Research Better: 6 Best AI Tools for Research Efficiency
The increased usage of AI tools has sparked many conversations in the world of academia, which inspired the innovation of AI tools for research. The integration of technology in academia has brought innovation that introduced digital libraries, plagiarism trackers and grammar-checking softwares, this changed the way researchers write and discover academic literature. In recent years, the academic sphere has witnessed the rapid growth and implementation of AI, which we believe can be leveraged to create efficiency in research.
As an AI-powered research library, Zendy provides key tools like summarisation and keyphrase highlighting to streamline the process of literature review, we also developed and launched ZAIA, the AI research assistant. These tools have been designed to create efficiency in research, which allows researchers to invest significant time in data analysis and their primary research.
With the growing integration of AI products, we believe in the ethical use of AI in the world of research while also leveraging this technology to streamline research processes for students and researchers alike. Ethical AI practices are essential for building tools that are both trustworthy and effective.
On the other hand, according to our latest survey, AI in Education for Students and Researchers: 2025 Trends and Statistics, 73.6% use AI in research, 51% use it for literature review and 46.3% of students and researchers are using AI tools for writing and editing, showing just how quickly these tools are being adopted.
However, some of the AI ethical issues remind us that without proper guidelines, these tools risk compromising the integrity of research. Notably, slightly less than a third of students still do not use AI tools for research at all.

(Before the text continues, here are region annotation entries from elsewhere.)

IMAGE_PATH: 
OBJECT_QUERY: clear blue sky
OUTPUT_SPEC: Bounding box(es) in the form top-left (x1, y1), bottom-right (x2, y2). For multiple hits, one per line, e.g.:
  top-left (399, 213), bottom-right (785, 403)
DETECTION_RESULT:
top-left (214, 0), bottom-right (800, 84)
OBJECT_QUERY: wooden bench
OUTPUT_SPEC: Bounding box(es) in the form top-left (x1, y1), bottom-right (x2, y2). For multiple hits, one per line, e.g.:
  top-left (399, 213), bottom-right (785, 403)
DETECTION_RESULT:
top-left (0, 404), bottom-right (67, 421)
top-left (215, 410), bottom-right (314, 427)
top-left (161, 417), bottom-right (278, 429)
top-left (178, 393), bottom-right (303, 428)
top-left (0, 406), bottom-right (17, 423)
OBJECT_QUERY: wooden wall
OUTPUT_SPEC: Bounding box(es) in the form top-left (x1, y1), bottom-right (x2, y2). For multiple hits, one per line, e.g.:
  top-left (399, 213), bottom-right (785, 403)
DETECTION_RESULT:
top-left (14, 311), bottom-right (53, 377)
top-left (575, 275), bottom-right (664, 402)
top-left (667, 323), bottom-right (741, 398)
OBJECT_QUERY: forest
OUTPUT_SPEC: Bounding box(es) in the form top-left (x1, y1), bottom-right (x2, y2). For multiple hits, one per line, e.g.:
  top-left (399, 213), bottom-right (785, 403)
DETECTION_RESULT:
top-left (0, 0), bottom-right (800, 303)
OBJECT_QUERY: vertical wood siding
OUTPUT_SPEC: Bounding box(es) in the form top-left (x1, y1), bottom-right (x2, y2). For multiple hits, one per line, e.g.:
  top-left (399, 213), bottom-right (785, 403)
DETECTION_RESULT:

In this blog, we recommend the 6 best AI-driven tools to assist you with annotating, citing and more!
1. ZAIA - AI Assistant for Research
ZAIA is a domain-specific LLM designed to assist researchers in understanding essential research concepts and finding relevant papers. This tool enhances the efficiency of the literature review process, providing answers backed by millions of academic research papers.
Housing over 200 million papers from all fields of science, this tool generates a comprehensive summary of an academic paper, including the area of study the research addressed and its overall impact on the discipline.
3. Paperguide
Paperguide is an all-in-one AI workspace for researchers to conduct literature reviews, understand and extract data from scientific papers, collaborate, manage and write research.
4. Tableau
This tool generates data visualisation and analytical tools for businesses and researchers. The platform is equipped with Einstein AI which is driven by machine learning and delivers predictions and recommendations within Tableau workflows to assist with efficient decision-making.
5. Scite.ai
This is a well-rounded citation tool that provides context to citations by clearly stating whether an academic paper supports or contrasts the cited claim. This helps researchers save time having to read lengthy papers and quickly determine whether the citation is relevant to their research.
6. Consensus AI
This tool annotates insights about research papers using AI. It produces “study snapshots” to condense lengthy research papers by mentioning study aims, variables, and findings. The platform also provides credible responses backed by academic papers to queries, by presenting research papers that both support and contrast the query, allowing users to browse through objective responses.
Limitations of AI Tools
While AI tools are effective in streamlining research processes, they raise ethical concerns and can impact research integrity if misused. AI raises ethical issues including data privacy, algorithm bias and misuse of AI. However, due to the increasing usage of AI tools, policies are developing quickly to ensure the technology is adequately regulated.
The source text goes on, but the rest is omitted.